The authors thank Donald E. Brooks and Cedric J. Carter at the University of British Columbia Centre for Blood Research for expert advice; Derrick Horne at the University of British Columbia Bioimaging facility for assistance in SEM imaging; Irina Chafeeva, Scott Meixner, Srinivas Abbina, Anilkumar Parambath, Iren Constantinescu, Nester Solis, Brauna Culibrk, and Rolinda Carter at the University of British Columbia Centre for Blood Research for technical suggestions; and Carmen Cheng and Ava McHugh at the University of British Columbia Centre for Comparative Medicine and Erin Limber at the University of British Columbia modified barrier facility for assistance in animal studies. The authors also thank LMB Macromolecular Hub at the University of British Columbia Centre for Blood Research for the use of research facilities. Finally, thanks to all blood donors who participated in this study.
M.T.K. is supported by a Centre for Blood Research graduate student award. J.N.K., C.A.H., and E.M.C. acknowledge funding from Canadian Institutes of Health Research and the Natural Sciences and Engineering Council of Canada, and J.H.M. acknowledges funding from the National Institutes of Health, National Heart, Lung, and Blood Institute (grant R01 HL047014). J.N.K. is a recipient of a Michael Smith Foundation for Health Research Career Scholar Award. C.A.H. and E.M.C. are recipients of a Canada Research Chair. E.L.G.P. has funded this work through a Canadian Heart and Stroke Foundation Grant-in-Aid.
Contribution: M.T.K. designed and performed experiments, analyzed results, and wrote the manuscript; L.A., P.R.K., and B.F.L.L. performed experiments, analyzed results, and edited the manuscript; R.A.S., F.I.R., E.M.C., and E.L.G.P. analyzed results and edited the manuscript; J.H.M. contributed to reagents and edited the manuscript; and C.A.H. and J.N.K. designed experiments, analyzed results, and edited the manuscript.

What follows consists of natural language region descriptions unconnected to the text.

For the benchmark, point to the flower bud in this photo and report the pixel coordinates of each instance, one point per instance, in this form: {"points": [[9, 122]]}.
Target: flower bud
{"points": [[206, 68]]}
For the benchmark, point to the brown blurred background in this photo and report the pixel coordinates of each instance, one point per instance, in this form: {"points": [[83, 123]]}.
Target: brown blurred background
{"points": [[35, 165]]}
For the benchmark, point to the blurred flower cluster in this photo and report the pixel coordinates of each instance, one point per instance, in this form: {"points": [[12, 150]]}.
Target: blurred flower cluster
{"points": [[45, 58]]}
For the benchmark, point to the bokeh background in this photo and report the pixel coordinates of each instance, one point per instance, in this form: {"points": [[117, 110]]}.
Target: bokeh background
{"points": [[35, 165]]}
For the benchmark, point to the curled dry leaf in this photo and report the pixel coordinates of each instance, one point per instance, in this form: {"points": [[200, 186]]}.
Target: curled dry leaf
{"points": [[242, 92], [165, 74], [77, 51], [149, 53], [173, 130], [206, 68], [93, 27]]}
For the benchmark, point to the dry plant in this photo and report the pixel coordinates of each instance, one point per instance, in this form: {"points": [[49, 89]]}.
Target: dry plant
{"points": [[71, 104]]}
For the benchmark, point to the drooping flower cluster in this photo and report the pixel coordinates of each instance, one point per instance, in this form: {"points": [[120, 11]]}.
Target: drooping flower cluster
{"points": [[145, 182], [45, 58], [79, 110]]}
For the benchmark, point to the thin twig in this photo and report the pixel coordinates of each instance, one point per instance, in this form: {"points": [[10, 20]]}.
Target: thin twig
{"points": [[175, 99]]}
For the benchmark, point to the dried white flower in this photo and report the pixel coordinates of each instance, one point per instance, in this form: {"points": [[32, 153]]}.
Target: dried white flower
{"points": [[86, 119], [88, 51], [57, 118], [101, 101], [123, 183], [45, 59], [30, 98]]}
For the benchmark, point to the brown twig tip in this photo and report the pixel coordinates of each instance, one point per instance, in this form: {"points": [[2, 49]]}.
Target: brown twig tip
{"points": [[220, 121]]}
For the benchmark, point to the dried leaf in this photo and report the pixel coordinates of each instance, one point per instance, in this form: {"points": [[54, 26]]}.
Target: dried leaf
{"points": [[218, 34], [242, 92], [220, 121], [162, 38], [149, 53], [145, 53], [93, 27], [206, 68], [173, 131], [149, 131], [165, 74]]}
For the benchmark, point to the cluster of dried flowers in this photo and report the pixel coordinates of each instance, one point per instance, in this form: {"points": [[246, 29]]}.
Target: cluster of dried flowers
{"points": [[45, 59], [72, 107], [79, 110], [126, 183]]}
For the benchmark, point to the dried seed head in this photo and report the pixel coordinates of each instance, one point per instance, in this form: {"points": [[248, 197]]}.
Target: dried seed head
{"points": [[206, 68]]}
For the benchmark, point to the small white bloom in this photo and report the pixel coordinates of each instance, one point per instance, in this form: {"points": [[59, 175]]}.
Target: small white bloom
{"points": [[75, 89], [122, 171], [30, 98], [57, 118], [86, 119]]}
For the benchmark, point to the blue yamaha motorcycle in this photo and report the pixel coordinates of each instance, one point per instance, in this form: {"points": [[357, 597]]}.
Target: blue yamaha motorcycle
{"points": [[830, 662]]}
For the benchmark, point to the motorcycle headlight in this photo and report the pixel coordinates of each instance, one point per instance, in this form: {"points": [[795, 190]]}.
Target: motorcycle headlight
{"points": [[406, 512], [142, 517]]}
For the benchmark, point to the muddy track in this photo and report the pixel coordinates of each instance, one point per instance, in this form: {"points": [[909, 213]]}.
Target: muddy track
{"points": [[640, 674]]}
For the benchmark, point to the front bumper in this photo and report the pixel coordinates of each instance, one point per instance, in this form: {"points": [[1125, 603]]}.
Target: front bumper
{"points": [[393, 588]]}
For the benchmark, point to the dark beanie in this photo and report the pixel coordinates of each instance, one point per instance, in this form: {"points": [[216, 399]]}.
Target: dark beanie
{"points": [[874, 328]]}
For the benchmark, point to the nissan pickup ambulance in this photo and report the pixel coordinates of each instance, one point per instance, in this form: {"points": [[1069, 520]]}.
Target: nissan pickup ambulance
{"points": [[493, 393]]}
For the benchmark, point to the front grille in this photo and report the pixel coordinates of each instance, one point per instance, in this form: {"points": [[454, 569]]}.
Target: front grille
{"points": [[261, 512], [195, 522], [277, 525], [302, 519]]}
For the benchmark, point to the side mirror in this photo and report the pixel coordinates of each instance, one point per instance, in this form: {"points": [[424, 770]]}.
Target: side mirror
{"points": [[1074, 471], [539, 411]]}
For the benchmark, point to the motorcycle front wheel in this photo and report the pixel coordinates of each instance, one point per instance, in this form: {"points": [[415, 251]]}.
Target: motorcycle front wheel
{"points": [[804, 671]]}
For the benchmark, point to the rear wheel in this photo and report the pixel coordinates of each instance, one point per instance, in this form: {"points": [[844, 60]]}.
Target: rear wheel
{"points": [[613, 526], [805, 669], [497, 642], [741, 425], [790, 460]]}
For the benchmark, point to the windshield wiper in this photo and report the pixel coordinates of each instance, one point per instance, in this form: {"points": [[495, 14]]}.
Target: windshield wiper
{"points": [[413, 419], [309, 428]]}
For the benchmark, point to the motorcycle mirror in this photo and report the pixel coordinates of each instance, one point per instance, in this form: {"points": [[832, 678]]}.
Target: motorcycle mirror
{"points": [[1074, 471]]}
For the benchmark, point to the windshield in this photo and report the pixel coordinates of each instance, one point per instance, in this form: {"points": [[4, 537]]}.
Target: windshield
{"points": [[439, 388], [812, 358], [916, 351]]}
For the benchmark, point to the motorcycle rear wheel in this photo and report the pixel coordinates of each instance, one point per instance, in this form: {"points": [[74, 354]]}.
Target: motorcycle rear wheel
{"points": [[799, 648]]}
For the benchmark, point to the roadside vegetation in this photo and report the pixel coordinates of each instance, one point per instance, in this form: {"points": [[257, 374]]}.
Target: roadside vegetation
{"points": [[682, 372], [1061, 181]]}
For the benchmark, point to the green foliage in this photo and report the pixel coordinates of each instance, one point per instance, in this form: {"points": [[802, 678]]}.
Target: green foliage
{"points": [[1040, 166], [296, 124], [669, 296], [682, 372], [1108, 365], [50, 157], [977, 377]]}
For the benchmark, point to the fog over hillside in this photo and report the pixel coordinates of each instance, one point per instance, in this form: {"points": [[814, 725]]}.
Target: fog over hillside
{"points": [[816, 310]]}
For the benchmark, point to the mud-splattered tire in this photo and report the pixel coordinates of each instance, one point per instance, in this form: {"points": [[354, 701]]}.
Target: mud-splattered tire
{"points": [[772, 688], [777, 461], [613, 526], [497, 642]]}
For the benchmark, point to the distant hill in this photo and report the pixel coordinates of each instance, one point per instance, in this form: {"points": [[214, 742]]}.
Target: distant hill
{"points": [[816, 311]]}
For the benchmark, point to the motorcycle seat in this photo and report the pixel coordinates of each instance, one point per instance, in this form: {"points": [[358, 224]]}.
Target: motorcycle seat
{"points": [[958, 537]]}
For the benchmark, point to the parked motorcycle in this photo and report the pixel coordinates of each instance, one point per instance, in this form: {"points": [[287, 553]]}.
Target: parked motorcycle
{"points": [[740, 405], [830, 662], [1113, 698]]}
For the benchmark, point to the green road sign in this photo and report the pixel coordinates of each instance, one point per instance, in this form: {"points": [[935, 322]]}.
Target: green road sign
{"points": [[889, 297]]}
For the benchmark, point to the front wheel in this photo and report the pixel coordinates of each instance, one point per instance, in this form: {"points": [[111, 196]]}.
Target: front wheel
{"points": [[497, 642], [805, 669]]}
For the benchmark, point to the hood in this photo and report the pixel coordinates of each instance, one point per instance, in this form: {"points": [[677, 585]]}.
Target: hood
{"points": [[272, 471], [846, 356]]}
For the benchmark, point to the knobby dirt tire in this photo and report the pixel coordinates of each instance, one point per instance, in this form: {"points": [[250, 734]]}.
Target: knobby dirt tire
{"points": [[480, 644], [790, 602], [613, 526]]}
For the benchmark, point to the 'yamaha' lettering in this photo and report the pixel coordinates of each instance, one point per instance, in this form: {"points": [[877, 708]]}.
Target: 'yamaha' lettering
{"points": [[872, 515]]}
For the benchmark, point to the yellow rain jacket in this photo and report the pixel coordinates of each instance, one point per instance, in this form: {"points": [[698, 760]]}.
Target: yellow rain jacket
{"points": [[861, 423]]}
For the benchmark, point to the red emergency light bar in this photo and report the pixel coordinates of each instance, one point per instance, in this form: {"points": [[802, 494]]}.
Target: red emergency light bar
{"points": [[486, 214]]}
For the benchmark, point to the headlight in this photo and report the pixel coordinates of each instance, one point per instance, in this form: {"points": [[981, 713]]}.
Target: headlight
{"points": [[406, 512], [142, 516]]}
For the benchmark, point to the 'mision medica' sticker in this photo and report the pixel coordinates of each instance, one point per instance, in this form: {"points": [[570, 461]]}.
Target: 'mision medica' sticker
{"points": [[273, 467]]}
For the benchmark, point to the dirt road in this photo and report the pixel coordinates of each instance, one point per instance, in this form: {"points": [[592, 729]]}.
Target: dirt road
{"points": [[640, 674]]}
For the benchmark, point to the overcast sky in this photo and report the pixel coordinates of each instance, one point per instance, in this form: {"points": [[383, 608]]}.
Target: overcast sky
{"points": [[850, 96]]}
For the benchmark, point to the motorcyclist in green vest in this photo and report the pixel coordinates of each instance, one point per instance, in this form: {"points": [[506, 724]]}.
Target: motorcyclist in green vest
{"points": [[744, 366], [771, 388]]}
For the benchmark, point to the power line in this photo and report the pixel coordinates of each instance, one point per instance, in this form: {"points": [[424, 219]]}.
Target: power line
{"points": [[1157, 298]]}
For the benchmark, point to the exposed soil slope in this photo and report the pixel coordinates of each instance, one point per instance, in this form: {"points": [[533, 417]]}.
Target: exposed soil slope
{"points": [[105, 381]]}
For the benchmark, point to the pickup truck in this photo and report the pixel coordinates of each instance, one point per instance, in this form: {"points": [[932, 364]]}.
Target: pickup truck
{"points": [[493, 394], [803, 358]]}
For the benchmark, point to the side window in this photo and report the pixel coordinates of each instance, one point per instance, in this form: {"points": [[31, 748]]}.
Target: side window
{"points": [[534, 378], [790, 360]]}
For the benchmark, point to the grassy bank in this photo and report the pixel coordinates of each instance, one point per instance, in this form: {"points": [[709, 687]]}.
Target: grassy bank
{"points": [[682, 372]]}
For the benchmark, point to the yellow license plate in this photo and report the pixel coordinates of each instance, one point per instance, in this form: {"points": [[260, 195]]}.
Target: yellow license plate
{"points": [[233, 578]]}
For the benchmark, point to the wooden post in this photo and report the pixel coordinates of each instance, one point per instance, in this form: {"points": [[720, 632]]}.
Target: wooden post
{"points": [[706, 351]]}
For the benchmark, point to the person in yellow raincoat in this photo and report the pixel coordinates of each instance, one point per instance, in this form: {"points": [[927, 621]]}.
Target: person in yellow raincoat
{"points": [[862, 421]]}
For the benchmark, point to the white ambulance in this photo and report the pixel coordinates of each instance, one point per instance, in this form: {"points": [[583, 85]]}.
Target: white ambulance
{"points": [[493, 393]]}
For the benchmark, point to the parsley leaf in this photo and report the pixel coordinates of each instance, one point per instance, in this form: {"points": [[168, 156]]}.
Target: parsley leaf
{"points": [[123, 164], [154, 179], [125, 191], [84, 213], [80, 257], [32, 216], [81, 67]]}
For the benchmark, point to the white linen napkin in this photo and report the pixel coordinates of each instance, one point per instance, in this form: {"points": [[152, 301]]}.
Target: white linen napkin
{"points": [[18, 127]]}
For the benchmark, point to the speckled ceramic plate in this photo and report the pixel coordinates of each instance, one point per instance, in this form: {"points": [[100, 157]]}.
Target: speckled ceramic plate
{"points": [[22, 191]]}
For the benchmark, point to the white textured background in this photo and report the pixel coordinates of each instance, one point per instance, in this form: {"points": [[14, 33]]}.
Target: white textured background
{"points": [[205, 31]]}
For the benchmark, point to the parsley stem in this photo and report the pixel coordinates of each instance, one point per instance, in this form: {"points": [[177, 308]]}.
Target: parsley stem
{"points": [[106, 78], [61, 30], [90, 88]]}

Conflict-of-interest disclosure: J.N.K. and R.A.S. hold a patent for the use of UHRA compounds as antidotes for heparin-based anticoagulants (US 8519189). M.T.K., R.A.S., J.H.M., and J.N.K. are coinventors on pending patent applications for use of UHRA compounds as antithrombotic drugs and for clinical and diagnostic uses of polyphosphate (WO 2015179958). The remaining authors declare no competing financial interests.
The current affiliation for R.A.S. is Inter University Centre for Biomedical Research & Super Specialty Hospital, Mahatma Gandhi University Campus, Thalappady, Kottayam, India.